Имело смысл обновить гардероб. Можно было приобрести новый подержанный велосипед или новый подержанный ноутбук. От вариантов разбегались глаза. Но попалась на глаза в интернете — по дороге на велосипедный сайт — реклама немецкой авиакомпании с феерическим зондерагеботом в Берлин и обратно. И Феликса словно вштырило. Цифры гонорара хватало на билет и на джинсы. Финская виза Феликсу, как и другим коренным петербуржцам, родившимся под знаком Девы и имеющим недвижимость на Песках, полагалась автоматически, а по ней в то время пускали в Германию. А у Феликса давно был приятный, но несколько абстрактный план съездить в Берлин в гости к Владу.

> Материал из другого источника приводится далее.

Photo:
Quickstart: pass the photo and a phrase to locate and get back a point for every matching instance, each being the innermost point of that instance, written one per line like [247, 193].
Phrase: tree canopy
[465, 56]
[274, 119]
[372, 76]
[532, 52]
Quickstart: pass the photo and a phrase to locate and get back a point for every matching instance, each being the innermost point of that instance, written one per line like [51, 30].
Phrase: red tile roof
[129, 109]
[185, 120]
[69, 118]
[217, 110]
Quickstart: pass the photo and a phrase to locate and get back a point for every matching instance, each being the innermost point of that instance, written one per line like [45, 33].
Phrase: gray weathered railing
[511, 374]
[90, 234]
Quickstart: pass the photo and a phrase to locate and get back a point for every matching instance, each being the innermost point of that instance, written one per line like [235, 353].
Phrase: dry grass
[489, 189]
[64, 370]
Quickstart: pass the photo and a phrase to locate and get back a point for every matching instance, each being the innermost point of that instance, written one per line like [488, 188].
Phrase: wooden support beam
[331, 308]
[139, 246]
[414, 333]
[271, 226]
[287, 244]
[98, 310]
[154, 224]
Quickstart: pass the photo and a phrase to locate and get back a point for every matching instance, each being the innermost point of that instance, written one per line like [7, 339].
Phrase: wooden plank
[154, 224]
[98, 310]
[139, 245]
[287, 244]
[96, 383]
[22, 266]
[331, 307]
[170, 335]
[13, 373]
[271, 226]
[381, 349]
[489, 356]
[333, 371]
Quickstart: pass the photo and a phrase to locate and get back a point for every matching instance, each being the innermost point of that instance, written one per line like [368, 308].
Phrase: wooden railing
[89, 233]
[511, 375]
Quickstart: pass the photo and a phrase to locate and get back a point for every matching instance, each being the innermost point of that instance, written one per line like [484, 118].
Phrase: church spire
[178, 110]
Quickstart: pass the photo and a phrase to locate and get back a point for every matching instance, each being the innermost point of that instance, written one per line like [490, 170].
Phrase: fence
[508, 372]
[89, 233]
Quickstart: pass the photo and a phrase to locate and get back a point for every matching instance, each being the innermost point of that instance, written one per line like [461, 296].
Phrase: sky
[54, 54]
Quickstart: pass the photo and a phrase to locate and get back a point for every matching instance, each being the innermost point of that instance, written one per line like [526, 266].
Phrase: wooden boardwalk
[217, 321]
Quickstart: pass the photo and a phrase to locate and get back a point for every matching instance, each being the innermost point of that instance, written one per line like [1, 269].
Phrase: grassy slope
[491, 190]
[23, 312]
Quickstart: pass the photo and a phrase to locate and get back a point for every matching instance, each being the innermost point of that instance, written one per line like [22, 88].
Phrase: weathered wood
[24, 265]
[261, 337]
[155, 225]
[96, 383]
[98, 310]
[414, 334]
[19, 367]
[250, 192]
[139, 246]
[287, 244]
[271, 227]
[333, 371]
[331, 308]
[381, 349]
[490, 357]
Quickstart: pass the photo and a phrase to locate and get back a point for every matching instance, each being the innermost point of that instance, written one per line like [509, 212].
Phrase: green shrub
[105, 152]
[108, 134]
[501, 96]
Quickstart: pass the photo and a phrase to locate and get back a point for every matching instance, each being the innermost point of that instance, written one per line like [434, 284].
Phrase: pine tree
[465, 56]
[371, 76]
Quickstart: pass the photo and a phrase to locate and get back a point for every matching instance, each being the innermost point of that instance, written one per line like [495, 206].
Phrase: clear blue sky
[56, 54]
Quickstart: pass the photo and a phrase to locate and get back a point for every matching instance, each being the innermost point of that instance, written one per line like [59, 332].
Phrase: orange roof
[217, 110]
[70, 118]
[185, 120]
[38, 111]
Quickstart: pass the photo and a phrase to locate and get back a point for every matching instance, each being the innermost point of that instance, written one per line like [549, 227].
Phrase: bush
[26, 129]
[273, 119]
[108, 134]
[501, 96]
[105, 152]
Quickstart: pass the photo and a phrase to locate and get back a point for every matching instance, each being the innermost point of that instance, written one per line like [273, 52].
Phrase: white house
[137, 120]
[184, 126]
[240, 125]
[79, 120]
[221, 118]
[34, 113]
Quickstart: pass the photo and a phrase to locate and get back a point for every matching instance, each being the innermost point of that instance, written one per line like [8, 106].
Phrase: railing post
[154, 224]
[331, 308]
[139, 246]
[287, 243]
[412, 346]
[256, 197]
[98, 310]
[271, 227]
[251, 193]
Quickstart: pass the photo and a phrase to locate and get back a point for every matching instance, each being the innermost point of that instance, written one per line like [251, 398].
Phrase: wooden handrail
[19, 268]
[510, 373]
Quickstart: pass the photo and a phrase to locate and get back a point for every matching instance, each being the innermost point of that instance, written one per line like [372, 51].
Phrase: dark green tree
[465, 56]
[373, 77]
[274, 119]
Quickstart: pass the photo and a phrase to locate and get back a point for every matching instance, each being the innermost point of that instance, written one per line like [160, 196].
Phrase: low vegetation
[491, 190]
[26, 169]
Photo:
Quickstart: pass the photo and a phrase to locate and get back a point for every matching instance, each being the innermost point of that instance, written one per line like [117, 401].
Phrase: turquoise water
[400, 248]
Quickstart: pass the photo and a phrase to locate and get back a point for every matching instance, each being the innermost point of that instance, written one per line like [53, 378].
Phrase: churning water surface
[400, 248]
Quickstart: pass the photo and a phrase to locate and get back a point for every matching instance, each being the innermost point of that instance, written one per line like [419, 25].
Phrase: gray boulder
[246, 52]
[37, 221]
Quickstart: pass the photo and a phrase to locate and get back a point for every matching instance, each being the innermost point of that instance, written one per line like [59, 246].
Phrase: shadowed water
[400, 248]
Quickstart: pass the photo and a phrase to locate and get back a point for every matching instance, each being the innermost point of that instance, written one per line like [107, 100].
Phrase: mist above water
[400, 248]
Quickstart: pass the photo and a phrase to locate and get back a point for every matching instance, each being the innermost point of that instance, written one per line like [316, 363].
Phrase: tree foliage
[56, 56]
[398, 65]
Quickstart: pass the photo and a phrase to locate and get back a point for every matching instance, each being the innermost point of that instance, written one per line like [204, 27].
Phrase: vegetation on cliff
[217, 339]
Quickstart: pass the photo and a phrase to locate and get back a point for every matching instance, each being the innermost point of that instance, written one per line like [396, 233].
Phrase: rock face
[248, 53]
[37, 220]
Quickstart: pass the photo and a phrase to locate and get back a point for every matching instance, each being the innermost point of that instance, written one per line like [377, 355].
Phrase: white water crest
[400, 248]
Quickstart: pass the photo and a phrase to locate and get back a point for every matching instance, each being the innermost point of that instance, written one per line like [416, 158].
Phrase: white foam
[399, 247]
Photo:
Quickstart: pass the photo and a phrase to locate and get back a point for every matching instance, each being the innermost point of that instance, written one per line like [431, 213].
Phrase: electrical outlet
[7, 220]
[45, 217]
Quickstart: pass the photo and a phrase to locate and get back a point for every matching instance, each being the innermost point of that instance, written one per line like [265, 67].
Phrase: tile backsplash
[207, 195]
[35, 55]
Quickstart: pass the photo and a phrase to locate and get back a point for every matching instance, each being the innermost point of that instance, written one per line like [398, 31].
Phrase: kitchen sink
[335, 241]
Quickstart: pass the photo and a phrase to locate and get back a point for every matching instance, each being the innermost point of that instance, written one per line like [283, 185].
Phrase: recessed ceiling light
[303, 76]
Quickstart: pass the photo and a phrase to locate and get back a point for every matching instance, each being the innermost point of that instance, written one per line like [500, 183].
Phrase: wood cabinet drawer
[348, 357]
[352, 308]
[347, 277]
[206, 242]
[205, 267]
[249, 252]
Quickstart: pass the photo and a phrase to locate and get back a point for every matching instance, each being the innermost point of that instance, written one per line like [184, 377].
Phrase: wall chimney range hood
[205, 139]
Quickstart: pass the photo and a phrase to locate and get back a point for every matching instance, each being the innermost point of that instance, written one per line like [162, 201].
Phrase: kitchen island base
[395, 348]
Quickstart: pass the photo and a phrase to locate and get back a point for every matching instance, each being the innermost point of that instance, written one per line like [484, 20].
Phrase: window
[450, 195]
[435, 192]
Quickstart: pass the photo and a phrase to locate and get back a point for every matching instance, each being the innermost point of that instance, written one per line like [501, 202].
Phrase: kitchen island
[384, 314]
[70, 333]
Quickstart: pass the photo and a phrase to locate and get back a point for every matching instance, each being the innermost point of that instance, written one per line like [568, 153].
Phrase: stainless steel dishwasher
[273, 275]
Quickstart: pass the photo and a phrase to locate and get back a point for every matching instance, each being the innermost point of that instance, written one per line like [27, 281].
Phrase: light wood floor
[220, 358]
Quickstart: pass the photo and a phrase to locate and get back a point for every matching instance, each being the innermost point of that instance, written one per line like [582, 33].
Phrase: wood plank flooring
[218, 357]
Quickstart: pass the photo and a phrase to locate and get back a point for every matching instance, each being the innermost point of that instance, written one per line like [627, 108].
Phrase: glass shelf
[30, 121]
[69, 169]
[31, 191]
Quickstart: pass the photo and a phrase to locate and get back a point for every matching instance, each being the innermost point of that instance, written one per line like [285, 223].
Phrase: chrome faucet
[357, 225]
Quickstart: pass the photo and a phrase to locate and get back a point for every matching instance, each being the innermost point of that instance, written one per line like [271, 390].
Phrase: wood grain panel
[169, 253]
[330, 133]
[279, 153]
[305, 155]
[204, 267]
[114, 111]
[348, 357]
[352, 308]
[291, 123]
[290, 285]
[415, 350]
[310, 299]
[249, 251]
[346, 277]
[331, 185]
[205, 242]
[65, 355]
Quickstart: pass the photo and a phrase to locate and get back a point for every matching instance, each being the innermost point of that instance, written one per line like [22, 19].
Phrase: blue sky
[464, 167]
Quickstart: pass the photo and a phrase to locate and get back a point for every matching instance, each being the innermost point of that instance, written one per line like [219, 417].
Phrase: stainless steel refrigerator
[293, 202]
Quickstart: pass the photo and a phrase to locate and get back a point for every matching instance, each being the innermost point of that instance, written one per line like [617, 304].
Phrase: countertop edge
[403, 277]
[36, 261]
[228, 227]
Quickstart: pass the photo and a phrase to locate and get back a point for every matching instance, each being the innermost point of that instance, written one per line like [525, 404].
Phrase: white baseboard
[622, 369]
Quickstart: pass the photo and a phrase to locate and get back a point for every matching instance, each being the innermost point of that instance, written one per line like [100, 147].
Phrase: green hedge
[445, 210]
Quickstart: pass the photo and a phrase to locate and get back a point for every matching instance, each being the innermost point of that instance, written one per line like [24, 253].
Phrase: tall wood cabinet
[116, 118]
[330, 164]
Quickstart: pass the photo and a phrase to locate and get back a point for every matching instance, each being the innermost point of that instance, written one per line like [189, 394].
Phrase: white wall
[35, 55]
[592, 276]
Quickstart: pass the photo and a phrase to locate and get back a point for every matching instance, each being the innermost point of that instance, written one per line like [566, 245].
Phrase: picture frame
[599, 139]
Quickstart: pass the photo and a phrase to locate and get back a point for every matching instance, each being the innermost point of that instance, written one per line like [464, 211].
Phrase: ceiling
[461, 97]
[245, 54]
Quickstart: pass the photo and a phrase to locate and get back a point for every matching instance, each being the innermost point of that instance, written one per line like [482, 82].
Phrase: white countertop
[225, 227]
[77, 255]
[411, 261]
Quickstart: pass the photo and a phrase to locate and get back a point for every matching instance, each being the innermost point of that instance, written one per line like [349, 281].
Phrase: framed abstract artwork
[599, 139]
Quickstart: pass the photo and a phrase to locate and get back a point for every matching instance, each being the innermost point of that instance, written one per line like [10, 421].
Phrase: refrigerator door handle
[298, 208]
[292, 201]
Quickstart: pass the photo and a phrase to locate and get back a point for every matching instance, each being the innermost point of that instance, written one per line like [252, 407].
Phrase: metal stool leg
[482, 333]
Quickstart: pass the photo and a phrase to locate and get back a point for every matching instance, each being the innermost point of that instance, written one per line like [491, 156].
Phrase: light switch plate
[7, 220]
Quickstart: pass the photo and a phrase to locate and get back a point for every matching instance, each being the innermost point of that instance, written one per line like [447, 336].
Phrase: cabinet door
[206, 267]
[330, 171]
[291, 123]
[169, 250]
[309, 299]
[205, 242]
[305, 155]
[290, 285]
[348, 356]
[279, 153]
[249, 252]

У Влада, бывшего обитателя Коломны (он жил когда-то в одном доме с тем безумным стариком, что в лунные зимние ночи вылезал в пижаме и в ластах на крышу, с подзорной трубой), в гостях в Берлине побывали уже и Руслан, и Спичкин, и Белоблинский дважды или трижды, а Феликс подозревал, что и Наташа Пряникова побывала, но только не говорит. Первые же трое рассказывали чудесное. Будто бы Влад каким-то образом стал обладателем амбара с дизайнерскими лампами; будто достался ему этот амбар от возлюбленной, популярной дизайнерши, таинственным образом покинувшей наш мир. Относительно направления движения дизайнерши слухи раздваивались: одни провожали её в обитель светлых теней, в кучерявые прозрачные, хотя и избыточно скоропостижные кущи, другие же настаивали на бесконечной бликующей лазури на одном из тех пейзажей, по пути к которым десять часов перелёта превращаются в тысячелетия. Далее концы сходились вновь: продавая по одной лампе в месяц, Влад может на вырученные деньги круглосуточно колесить по клубам, пожирая таблетки с марихуаной и угощая петербургских гостей. Феликс лично лицезрел в «Трёх перьях» Белоблинского, Руслана, Спичкина. Спустя недели после возвращения от Влада они хранили на лице идиотическую блуждающую улыбку, туманно приплясывали под звяк рюмочной посуды, а речь их состояла из коротких, с тупыми концами, обмылистых междометий. Что до Наташи Пряниковой, она, благодаря некоторой общей утрированной своей петербуржскости, примерно так вела себя всегда, и усиление амплитуды улыбки могло быть вызвано сезонными колебаниями. Но Белоблинский, Спичкин и Руслан явно находились в небывало продлённом наркотическом опьянении. Феликс, понимая умом, что злоупотребления часто идут рука об руку с деградацией, какими-то иными, менее ответственными пластами натуры ощущал некоторую зависть к товарищам.